The baby's chances were not good: his mother was 14 years old, which immediately increased his chances of being born prematurely, underweight, or dead; and his mother was suffering from toxemia, a form of hypertension associated with pregnancy and a condition that can seriously jeopardize the life of the newborn.
As is the policy at Columbia Hospital for Women, a fellow in neonatology - a fully-trained pediatrician doing further training in the care of the newborn - and an intensive care nursery nurse were standing by in the delivery room during the young woman's emergency cesarean section delivery.
In addition to the personnel in the first floor delivery room Monday morning, a new piece of equipment stood by, ready to be used for the second time since its recent purchase by the hospital's Women's Board.
The $15,000 machine, which sits on a rolling stretcher, is a portable intensive care unit bringing all the major capabilities of the fourth floor Intensive care nursery into the delivery room.
The 200-pound package with its tinted clear plastic hood and array of gauges and monitors, include an electrocardiogram, a respirator, a pump to regulate intraveneous medications, a suction pump to clear a newborn's lungs, a heated cover that can be partially raised to allow doctors to work on the infant without it getting cool, and monitors to measure heart rate, respiration rate, blood pressure, skin temperature, internal temperature and rate of body heat loss.
When the 14-year-old mother gave birth "the baby was received in a very asphyxiated condition," said Dr.
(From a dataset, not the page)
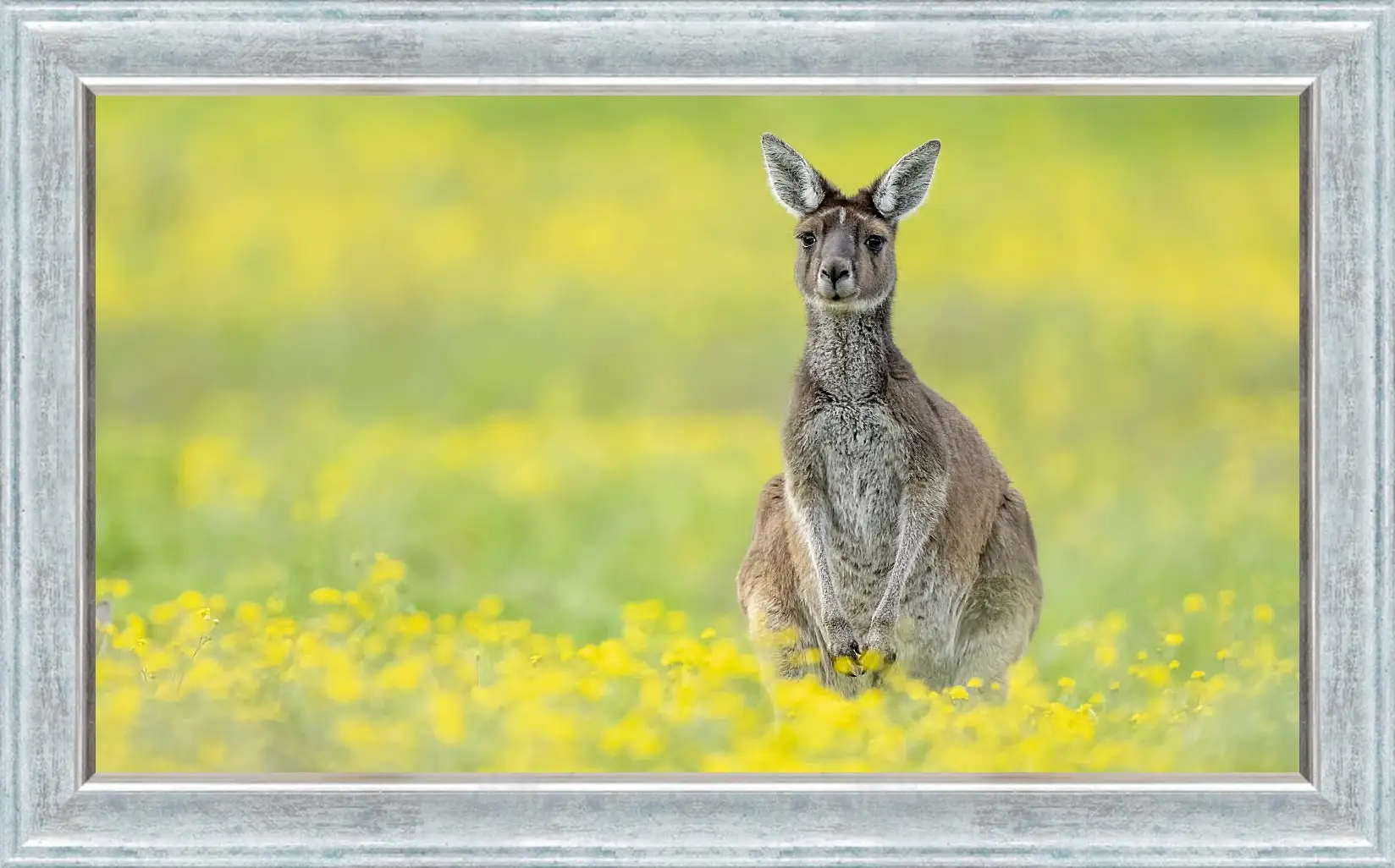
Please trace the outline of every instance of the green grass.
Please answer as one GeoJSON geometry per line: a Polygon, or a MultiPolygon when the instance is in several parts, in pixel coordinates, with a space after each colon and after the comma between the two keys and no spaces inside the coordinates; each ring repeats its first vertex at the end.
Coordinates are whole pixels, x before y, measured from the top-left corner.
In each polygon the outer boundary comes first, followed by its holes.
{"type": "MultiPolygon", "coordinates": [[[[939,137],[896,333],[1027,497],[1043,673],[1088,653],[1062,630],[1120,610],[1152,648],[1156,612],[1223,588],[1293,656],[1296,123],[1269,98],[102,98],[98,574],[133,609],[300,610],[382,550],[431,612],[737,619],[804,327],[759,132],[848,187],[939,137]]],[[[1296,768],[1296,724],[1243,743],[1296,768]]]]}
John Scanlon, chief of neonatology at Columbia. "There was only a flickering heart beat.
"The baby was immediately resuscitated, first by (hand respirator) and then with the respirator on the machine. Monitors were started and the kid was resuscitated and transported in his 'cadillac' to the ICU," Scanlon said.
Because of the machine, the infant was on the respirator, receiving careful regulated oxygen, 120 seconds after birth.
Without the machine, such babies would be "bagged by hand," said Scanlon, a process thattt involves placing a mask over the infant's face and hand pumping oxygen into his or her lungs. "You don't know what you're doing" by hand, Scanlon said. "With most of the bags you can't even measure pressure, let alone volume.
"Nowhere else in the metropolitan area is this kind of sophisticated care available in the delivery room," said Scanlon.
The ability to get a newborn on the respirator at once is particularly significant because "deaths from asphyxia and asphyxia-related diseases are the single highest cause" of mortality in the newborn, and "asphyxia aggravates every single disease in the infant," said Scanlon.
In addition to having the machine, Scanlon has developed a so-called "code pink" system at Columbia. Like the "code blue" teams which respond to cardiac arrests in virtually all hospitals, the code pink team responds to emergencies on the delivery rooms.
One intensive care nurse and one neonatology fellow are always ready to report to the delivery room after being alerted by means of a direct intercom system between the delivery area and the fourth floor intensive care nursery.
Within two minutes of receiving the alert, the nurse and physician can be in the delivery room, with equipment and the new "life island," ready to care for a newborn who otherwise might die in the 5 to 10 minute interval between birth and arrival in the nursery.